We recommend waiting until 8-10 weeks of age for the first vaccination, and only give vaccines for the diseases that your puppy is likely to contact. We give parvo and distemper as separate vaccines, which can be given at the same time, or at weekly intervals to minimize stress on the immune system. We then recommend a booster vaccination 4-6 weeks later. We then booster at 3 year intervals to to keep your pet current.
Antibody titers may be checked at the time a booster is due to see what level of protection your pet already has.
A detoxification protocol is available to help your pet process the vaccinations and minimize adverse effects
Rabies is given at 6 months of age and boosted at 3 year intervals. We provide lyssin, a homeopathic remedy to specifically help eliminate the effects of the Rabies vaccine.
Bordetella vaccination may be given if required by boarding or daycare facility
The Same High Quality at a Lower Price
Spaying or neutering your pet can provide both health and behavioral advantages. In addition, we recommend altering your pet to prevent accidental breedings that can add to the already large stray pet population. We offer full service spaying and neutering care at reasonable prices along with some holistic perks to help keep your pet extra-comfortable. We recommend waiting until at least 10 months of age to spay or neuter your pet — read why here: Early spaying and neutering.
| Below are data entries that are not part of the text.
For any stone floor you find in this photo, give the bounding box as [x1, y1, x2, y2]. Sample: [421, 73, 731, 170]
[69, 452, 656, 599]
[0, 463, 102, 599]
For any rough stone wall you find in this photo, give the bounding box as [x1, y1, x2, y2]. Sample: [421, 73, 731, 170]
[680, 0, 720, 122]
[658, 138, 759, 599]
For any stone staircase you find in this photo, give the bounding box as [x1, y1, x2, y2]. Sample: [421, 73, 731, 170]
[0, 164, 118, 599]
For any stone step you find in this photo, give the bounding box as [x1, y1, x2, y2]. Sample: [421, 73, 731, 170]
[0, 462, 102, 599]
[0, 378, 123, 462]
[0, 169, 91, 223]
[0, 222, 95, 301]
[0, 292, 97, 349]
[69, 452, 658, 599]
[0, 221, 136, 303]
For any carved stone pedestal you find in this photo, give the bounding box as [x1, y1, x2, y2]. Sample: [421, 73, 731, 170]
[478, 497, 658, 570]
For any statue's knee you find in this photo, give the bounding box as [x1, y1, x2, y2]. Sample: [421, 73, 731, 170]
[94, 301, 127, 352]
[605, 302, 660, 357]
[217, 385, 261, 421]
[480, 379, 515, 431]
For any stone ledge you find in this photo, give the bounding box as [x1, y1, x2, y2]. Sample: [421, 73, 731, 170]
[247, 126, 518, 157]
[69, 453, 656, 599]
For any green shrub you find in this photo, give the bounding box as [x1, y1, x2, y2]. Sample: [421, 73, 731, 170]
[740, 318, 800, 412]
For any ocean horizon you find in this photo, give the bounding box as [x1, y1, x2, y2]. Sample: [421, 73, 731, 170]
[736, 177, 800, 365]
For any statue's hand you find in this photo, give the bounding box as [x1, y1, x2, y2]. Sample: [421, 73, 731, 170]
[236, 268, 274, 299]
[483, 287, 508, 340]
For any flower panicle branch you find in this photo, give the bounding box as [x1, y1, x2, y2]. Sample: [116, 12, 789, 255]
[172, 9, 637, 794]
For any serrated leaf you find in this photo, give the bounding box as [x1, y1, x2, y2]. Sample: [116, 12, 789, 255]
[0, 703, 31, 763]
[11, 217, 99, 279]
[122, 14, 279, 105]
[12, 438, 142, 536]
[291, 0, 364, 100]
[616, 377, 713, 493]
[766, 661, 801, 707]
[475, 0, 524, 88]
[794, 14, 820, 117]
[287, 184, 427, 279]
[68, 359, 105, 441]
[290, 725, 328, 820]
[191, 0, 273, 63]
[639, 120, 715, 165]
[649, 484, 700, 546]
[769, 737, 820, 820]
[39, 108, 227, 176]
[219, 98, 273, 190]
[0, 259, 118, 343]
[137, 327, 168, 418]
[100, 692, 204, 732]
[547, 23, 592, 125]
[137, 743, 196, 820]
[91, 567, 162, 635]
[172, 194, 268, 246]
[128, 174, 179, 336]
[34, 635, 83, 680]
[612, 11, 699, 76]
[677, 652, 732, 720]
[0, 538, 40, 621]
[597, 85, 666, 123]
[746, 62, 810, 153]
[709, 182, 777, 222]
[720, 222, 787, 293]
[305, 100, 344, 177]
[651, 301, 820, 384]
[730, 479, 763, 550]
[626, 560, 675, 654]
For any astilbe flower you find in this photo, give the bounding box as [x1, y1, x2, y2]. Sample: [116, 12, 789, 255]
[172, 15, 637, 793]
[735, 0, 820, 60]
Our spay and neuter packages include all of the following:
- Bloodwork—Essential to be sure that your pet is healthy enough for anesthesia and surgery
- IV fluid therapy—Maintains proper hydration and blood pressure during spaying and neutering
- Heated surgery table—Maintains proper body temperature during spaying and neutering
- Surgical monitoring—A veterinary nurse will be assigned to your pet to monitor anesthesia and vital signs
- Laser therapy—Reduces healing time, inhibits infection, and reduces swelling
- Homeopathic remedies—Reduces swelling and pain, aids in recovery from anesthesia
- Essential oils—Help your pet relax and recover more easily from anesthesia
Dr. David T. Matthiesen provides the Belleview Animal Clinic with specialized surgical care, including Orthopedic, Neurologic, Oncologic, and General surgery. He received his Veterinary Doctorate degree from Colorado State University in 1979, followed by an internship at the West Los Angeles Veterinary Medical Group and a residency at the University of Pennsylvannia. He became a Board Certified Diplomate of the American College of Veterinary Surgeons in 1986. Dr. Matthiesen offers a wide range of surgical expertise along with many years of clinical experience to provide your pet with optimal care, should the need for surgery arise.
We also perform a lot of orthopedic surgeries related to hip dysplasia and disc disease. Please contact us if you have any questions about these procedures or if you think your pet might benefit from them.
Probably the most common soft tissue surgery performed on pets is the removal of masses, or lumps. Most of these masses, once removed and tested, are found to be benign (nonharmful); however, occasionally they are more serious. Early removal and accurate diagnosis of a lump is necessary to improve the outcome in your pet if the mass is cancerous.
If your dog suffers from frequent ear infections, surgical intervention can reduce their occurrence by improving airflow into the ear canal.
Surgery can also help resolve several problems related to the eyes. Tearing in your pet’s eyes can mean an infection is present or may be a sign that the cornea (outer layer of the eye) has been damaged. Surgery may allow the cornea to heal faster with less scarring, improving your pet’s ability to see. In some pets, the eyelashes may actually damage the cornea. Surgical intervention improves comfort in these pets, reduces the chances of corneal scarring, and enhances the pet’s vision in the long term.